When Dark Shadows is good, I mean very good, it crisscrosses the best of American character drama with tales of profound, speculative fantasy. It can be the equal of great theater and exceeds the brainiest science fiction. I say things like that, but when it comes to proving it, I’m often bereft. I usually have to tell people that, you know, there are 1225 episodes, and if you just watch it, that will appear, like some kind of theatrical magic eye poster. And I could never do those; it’s perverse to ask it of others. Which, of course, I love doing.
Still, the pleasure of writing the Daybook is to become Khan in the Mutara sector, bolting from his chair and announcing, “There she is! There she is!” And 842 needs to hop up on a pedestal and pose for that moment, because, well, there she is. It may be all of that or it may be all of that only in the context of the other 1224 installments. I’m not sure that anything in Dark Shadows is what I’d like it to be. Is anything a self-contained example of itself? You simply have to judge for yourself after watching it, and if you do that, by the end, even the most die-hard critic of the show has at least seen it. Does it amount to anything? Not my problem.
It’s not a payoff episode in terms of resolving storylines, but it nevertheless answers questions the show has begged, which is a horror no-no, and depicts characters actually talking about their relationships, aspirations, and surprises. A secret to acting is that a performer can build a career on making decisions, discoveries, and disclosures. Taking a note from that, 842 propels itself with a marvelously satisfying sequence of all three.
It may never top its beginning, as Julia suffers a fatal bullet wound from a diabolical trap... set by Petofi to force Barnabas to be her unwitting murderer. Such inventive sadism. In a Republic serial, it would all have been resolved with some kind of cheat that in no way matched the set-up. But Gordon Russell is too crafty for that. Why cheat when you can explore the existential extent of your own whackadoodle time travel conceit? That’s what they do, and in doing so the show uses its exhausting length to investigate all of those bizarre implications no other medium could afford. Time travel through an I Ching trance is patently silly (unlike the dignity of a flux capacitor or vaporising equalizer) until you really explore it to such an extent that it somehow legitimizes itself. Julia is there, but only through the force of will that symbolizes the spirit with which these characters soldier on through 950 hours of contrived terror and unlikely romance.

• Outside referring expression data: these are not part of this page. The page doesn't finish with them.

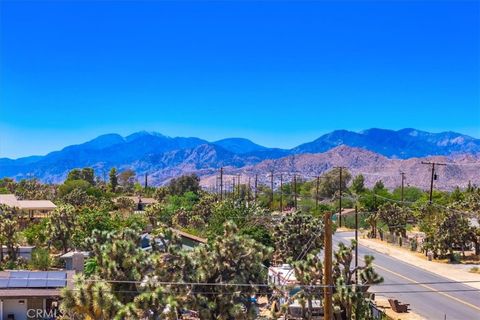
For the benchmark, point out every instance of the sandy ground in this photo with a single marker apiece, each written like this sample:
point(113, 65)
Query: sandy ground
point(449, 271)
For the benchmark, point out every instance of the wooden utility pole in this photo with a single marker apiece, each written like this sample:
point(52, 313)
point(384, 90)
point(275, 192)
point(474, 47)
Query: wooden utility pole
point(434, 175)
point(281, 193)
point(356, 244)
point(295, 191)
point(238, 183)
point(256, 185)
point(221, 183)
point(233, 187)
point(327, 290)
point(340, 198)
point(271, 187)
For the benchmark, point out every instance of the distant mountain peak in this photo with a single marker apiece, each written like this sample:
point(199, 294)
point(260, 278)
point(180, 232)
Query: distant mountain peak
point(165, 157)
point(239, 145)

These characters keep trudging on because they have to. You know, like we do in life. And Julia, more human than any of them, summons a friendship that dwarfs love and simply goes there. In doing so, she is a woman beyond time and may be the most powerful character in the Dark Shadows universe. Moving among cursed titans of cosmic powers and immortality, she is more immortal than any of them, immune even to the powers of the great Petofi. Now, she is a god, and instead of being driven mad with power, she represents all of us base creatures of limited time and matter by doing her frickin’ job. Finally, one of us is thrust into the fray and she spends her time finally talking sense to these giants. Getting them on the same team. Pointing out that there are stakes beyond what they want in the impulsive right now. And she gets Angelique -- Angelique -- on the side of truth, justice, and the Collinsport way.
That’s how you thrash curses and send sorcerers running. That’s how you mix it up with monsters. Faulkner declined to accept the end of man, and when I see Julia Hoffman straighten her spine and go to work, I understand why.
That’s why Dark Shadows matters.
This episode was broadcast Sept. 16, 1969.